Bread stores, for example. Folks walk up, point to a particular pile of bread and ask where it comes from.


“Va bene”

And that’s it. Bread like they bake in the tiny little town of Agnino has been purchased, and for about a quarter of the money that a decent loaf will cost in California. Pane di Vinca is more popular. Most likely you’ve never heard of Vinca, but the tiny mountain village is as famous for its bread as Bigliolo is famous (all over Italy!) for beans.

Yesterday we lunched under the awning at Ristorante Rolando in Barbarasco. Well, strike that, we half-lunched under that awning. You see, just as the ravioli with porcini and spaghetti con le vongole were arriving, rain began pelting the tattered canvas stretched over our heads. It was actually quite pleasant, sitting on the terrace, alone (the economy really is that bad, evidently), hearing the rain drum the canvas and feeling the sudden and quite welcome breeze…

Then, as the waiter disappeared into the restaurant to check on our second plates, there came a sizzle suspended in the air, a crackling sizzle that came from nowhere or everywhere—then a very short and very pregnant period of silence, then an ear-splitting and quite authoritative clap of thunder I will never forget.

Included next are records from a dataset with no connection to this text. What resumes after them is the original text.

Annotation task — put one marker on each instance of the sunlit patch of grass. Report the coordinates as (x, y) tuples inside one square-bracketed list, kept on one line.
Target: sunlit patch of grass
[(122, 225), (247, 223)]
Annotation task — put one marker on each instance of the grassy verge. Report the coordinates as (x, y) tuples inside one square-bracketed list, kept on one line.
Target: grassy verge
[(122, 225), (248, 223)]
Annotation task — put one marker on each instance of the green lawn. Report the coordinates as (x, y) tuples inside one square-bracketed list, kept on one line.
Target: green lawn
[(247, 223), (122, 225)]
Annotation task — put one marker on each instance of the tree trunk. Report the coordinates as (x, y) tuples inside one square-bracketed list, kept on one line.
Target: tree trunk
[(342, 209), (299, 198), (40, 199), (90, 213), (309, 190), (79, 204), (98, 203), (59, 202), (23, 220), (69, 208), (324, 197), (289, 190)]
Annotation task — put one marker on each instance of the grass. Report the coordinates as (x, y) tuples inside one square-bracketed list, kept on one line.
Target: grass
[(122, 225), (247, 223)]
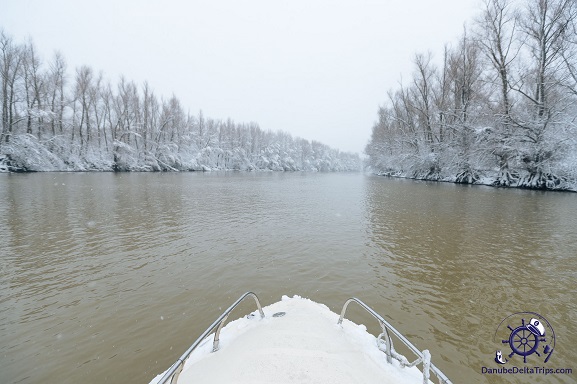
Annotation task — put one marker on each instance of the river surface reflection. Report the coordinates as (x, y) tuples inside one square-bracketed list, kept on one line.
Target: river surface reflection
[(110, 277)]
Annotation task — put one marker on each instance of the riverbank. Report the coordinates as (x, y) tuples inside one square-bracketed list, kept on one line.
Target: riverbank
[(26, 153), (517, 180)]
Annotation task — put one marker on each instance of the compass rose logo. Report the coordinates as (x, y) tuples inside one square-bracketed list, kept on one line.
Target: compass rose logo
[(526, 334)]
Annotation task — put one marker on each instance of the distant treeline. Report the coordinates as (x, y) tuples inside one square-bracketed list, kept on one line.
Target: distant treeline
[(501, 107), (54, 121)]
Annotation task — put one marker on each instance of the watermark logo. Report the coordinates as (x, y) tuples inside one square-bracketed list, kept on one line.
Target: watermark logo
[(524, 335)]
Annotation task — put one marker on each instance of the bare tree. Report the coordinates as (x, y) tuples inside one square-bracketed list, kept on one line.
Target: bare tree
[(10, 64)]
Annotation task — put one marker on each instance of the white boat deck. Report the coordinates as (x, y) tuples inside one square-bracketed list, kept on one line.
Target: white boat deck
[(304, 346)]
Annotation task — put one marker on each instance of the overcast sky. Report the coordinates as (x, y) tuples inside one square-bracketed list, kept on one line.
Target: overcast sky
[(317, 69)]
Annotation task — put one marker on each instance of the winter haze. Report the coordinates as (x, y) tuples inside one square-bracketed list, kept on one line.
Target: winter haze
[(317, 70)]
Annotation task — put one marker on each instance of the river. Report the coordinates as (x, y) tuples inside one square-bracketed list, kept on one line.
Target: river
[(110, 277)]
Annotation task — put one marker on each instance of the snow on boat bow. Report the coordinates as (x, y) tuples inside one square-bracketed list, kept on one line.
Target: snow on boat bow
[(297, 340)]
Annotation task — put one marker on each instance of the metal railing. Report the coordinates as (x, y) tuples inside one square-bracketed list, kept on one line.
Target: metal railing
[(422, 357), (172, 374)]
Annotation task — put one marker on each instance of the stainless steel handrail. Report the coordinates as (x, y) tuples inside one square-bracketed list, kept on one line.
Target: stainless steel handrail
[(390, 353), (174, 371)]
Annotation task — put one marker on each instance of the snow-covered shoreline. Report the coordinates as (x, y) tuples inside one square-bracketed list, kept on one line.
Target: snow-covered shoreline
[(489, 179), (25, 153)]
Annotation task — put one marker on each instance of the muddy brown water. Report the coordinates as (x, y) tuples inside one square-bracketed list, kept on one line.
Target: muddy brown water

The waiter arrived with a start, as they say in old lit. We decided to head into the dining room. Lights flickered. A candle was brought. Soon thereafter the lights went out for good.

You need to come and witness a thunderstorm like they have frequently in Tuscany. You don’t get those in California. We’re too mellow for that.

You also won’t get to hear the waiter blame the threatening skies on a politician that often. Yes, the gods were unhappy—and it was Berlusconi’s fault, according to the waiter.

I suppose this means he will just have to sacrifice another of his virgins…

Lunigiana Homecoming originally appeared on , updated: Jul 02, 2011 © .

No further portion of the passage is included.